Pid is process identifier. You can get one when you create new process with spawn, or you can get Pid of yourself with self(). It allows you to interact with given process. Especially send messages to it by Pid ! Message. And some other stuff, like killing it explicitly (should not do) or obtaining some process information with erlang:process_info.

And you can create relations between process with erlang:link(Pid) and erlang:monitor(process, Pid) (that's between Pid process, and process execution this function). In short, it gives you "notifications" when another process dies.

Reference is just almost unique value (of different type). One might say, that it gives you some reference to here and now, which you could recognize later. For example, if we are sending a message to another process, and we expect a response, we would like to make sure, that the message we will receive is associated to our request, and not just any message from someone else. The easiest way to do it is to tag the message with a unique value, and wait until a response with exactly the same tag.

  Tag = make_ref(),
  Pid ! {Tag, Message},
  receive 
     {Tag, Response} ->
         ....

In this code, with use of pattern matching, we make sure that (we wait in receive until) Response is exactly for the Message we sent. No matter other messages from other processes. This is the most common use of reference you can encounter.

And now back to monitor. When calling Ref = monitor(process, Pid) we make this special connection with Pid process. Ref that is returned is just some unique reference, that we could use to demonitor this process. That is all.

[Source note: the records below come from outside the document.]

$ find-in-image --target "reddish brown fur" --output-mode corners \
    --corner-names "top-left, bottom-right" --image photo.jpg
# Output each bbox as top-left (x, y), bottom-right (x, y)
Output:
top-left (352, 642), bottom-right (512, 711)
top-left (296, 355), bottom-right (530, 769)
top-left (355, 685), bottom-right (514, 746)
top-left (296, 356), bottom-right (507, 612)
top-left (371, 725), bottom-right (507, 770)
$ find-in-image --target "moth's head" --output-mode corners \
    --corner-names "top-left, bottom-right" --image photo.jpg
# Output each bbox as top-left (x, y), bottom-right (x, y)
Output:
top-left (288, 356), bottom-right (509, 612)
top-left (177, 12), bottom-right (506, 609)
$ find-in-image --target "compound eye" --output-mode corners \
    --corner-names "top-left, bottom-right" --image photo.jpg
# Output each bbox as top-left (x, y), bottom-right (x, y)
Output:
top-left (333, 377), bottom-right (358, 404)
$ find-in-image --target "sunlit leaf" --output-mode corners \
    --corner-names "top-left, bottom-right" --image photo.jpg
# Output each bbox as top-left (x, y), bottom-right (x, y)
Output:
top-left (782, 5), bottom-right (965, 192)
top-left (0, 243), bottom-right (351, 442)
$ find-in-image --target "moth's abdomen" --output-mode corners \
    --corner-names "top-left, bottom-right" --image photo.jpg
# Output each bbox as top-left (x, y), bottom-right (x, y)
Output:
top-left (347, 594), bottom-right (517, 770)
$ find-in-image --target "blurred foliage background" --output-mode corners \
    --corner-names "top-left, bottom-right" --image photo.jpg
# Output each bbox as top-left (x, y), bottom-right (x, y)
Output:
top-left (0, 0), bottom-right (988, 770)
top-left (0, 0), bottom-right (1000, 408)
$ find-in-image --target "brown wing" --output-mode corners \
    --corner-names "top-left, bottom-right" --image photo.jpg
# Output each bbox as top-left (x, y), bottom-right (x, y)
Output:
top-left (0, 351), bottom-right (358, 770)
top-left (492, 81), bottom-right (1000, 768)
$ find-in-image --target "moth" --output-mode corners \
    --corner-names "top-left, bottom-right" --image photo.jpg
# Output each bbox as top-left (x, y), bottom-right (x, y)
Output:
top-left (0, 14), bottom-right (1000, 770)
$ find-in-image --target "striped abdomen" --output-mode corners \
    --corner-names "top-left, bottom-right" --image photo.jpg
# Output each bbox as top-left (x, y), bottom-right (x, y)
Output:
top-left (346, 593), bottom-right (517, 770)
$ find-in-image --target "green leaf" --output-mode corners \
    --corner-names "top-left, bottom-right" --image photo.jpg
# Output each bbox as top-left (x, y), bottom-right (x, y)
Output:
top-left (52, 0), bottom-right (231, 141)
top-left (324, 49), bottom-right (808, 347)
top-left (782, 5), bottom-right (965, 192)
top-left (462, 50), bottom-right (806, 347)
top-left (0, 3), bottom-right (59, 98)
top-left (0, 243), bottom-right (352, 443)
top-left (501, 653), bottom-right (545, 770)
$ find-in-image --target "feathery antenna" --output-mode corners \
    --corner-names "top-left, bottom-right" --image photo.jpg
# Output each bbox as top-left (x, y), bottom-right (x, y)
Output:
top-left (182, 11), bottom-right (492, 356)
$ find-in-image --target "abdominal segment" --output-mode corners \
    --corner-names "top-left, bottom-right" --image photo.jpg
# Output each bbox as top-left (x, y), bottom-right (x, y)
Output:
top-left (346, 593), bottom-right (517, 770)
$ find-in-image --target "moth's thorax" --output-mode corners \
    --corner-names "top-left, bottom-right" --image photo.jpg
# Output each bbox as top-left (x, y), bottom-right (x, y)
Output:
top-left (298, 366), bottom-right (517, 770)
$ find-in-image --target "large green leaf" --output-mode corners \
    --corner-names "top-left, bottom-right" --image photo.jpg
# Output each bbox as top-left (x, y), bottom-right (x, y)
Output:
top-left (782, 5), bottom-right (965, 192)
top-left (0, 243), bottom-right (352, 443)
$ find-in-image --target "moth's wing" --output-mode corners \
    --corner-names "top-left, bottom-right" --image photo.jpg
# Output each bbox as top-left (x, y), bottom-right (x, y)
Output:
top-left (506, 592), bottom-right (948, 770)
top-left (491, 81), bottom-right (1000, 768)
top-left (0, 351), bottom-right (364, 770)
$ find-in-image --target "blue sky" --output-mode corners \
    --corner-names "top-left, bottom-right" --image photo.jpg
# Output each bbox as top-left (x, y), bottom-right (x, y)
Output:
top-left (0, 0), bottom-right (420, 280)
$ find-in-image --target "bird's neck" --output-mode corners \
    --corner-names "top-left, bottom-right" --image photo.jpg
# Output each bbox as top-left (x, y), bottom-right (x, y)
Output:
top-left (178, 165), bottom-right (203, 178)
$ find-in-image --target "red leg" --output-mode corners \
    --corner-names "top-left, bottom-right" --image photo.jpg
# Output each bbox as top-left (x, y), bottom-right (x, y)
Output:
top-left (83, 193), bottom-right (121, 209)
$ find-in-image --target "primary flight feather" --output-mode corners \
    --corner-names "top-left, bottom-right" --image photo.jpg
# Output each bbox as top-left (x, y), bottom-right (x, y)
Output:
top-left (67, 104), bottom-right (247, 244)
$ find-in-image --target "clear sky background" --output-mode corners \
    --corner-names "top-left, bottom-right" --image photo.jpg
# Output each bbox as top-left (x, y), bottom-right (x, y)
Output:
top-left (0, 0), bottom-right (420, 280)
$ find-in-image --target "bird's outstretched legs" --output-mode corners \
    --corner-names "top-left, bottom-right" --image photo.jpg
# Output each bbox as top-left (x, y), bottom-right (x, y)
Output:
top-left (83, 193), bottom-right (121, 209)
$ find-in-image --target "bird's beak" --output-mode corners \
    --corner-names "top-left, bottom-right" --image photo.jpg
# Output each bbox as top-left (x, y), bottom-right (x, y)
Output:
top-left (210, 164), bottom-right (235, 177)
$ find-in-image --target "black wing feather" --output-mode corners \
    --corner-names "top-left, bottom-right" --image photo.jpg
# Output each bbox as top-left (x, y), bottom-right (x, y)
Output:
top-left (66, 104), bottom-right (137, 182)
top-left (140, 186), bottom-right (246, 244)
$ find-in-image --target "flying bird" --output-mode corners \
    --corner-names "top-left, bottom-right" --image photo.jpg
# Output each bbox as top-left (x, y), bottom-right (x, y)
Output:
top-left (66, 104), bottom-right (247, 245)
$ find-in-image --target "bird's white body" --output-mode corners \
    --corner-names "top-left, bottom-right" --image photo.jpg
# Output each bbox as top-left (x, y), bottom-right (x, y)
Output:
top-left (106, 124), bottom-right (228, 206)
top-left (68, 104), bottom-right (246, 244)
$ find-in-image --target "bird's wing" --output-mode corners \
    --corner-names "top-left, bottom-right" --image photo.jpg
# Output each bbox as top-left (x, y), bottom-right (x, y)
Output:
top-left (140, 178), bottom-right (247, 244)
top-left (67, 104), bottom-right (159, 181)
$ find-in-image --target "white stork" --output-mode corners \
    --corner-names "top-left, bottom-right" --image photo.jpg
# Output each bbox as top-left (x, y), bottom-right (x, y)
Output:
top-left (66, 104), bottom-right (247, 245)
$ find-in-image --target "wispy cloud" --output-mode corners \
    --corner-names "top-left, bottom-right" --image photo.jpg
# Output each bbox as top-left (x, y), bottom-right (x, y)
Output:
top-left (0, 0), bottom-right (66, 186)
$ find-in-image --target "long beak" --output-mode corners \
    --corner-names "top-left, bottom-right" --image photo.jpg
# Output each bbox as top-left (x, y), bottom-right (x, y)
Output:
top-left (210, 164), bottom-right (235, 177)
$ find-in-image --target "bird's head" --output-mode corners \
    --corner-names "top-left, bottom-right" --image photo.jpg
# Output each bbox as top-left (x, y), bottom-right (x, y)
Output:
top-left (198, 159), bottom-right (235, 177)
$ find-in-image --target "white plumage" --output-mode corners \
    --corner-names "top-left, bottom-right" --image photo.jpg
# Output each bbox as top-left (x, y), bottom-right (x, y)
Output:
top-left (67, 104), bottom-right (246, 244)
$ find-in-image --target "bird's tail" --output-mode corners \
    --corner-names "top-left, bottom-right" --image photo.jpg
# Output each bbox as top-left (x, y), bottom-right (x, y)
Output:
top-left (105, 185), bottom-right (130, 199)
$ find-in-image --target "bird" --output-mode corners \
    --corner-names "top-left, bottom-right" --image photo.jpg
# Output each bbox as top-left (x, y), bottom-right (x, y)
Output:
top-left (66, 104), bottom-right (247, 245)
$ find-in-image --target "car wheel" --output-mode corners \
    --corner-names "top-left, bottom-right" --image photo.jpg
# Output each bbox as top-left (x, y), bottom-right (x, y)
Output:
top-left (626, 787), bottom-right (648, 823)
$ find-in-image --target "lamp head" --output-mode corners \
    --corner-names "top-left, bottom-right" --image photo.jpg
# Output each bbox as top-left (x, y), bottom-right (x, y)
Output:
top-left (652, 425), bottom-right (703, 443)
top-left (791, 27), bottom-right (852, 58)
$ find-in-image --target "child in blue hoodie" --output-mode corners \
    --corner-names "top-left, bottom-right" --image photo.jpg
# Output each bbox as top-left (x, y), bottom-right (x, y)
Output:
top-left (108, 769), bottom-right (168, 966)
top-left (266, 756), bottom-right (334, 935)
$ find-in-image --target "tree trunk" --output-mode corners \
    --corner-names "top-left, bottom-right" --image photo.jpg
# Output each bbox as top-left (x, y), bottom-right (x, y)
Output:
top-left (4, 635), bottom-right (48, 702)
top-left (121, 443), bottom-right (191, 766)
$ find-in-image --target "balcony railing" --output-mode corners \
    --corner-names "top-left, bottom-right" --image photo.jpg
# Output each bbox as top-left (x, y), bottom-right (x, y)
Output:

One might ask, if we are able to create monitor with Pid, why do we need Ref for demonitoring? Couldn't we just use Pid again. In theory we could, but monitors are implemented in such a way, that multiple monitors could be established between two same processes. So when demonitoring, we have to remove only one of such connections. It is done in this way to make monitoring more transparent. If you have library of function that's creating and removing one monitor, you would not like to interfere with other libraries and functions and monitors they might be using.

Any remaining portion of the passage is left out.